Former CIA officer Valerie Plame running for Congress in New Mexico

By Tim Reid

LOS ANGELES (Reuters) - Valerie Plame, a former U.S. intelligence officer whose cover was blown by officials in the administration of former President George W. Bush in the run-up to the Iraq War, said on Thursday she would run as a Democrat for an open U.S. Congress seat in New Mexico.

Plame is seeking New Mexico's 3rd congressional district seat, which is being vacated by Democratic Representative Ben Ray Luján, who is making a bid for the U.S. Senate.

Plame moved to the state after a 2003 scandal involving the Bush administration destroyed her career as an undercover operative for the Central Intelligence Agency (CIA).

"My career in the CIA was cut short by partisan politics, but I’m not done serving our country," she said in a statement. "We need more people in Congress with the courage to stand up for what’s right."

She said her priorities as a candidate would include access to health care and the rising cost of prescription drugs.

Plame joins a growing primary field for the seat, which represents a heavily Democratic district.

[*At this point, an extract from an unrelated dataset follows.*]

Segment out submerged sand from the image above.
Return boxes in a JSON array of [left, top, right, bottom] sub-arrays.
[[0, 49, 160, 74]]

Three other candidates have announced their bids, and more are expected to follow.

Plame, while working undercover for the CIA, had recommended that the Bush administration send her then-husband, former diplomat Joseph Wilson, to Niger to investigate claims that former Iraqi dictator Saddam Hussein had tried to buy uranium for use in the production of weapons of mass destruction.

The Bush administration was attempting to find evidence that Saddam possessed the weapons to justify its planned invasion of Iraq.

Wilson then published an op-ed in The New York Times, entitled "What I Didn't Find in Niger," casting doubt on the Bush administration's rationale for the looming war.

That triggered a fierce backlash from Bush officials.

In private briefings to journalists, I. Lewis "Scooter" Libby, a senior aide to then-Vice President Dick Cheney, outed Plame as the person who had recommended Wilson for the trip, a move that led to her cover being blown.

Libby was later convicted of lying to a grand jury. Bush commuted his sentence, and Republican President Donald Trump pardoned Libby last year.

Plame said she moved to New Mexico "the day after Vice President Cheney’s chief aide Scooter Libby was convicted for his role in outing my true CIA identity."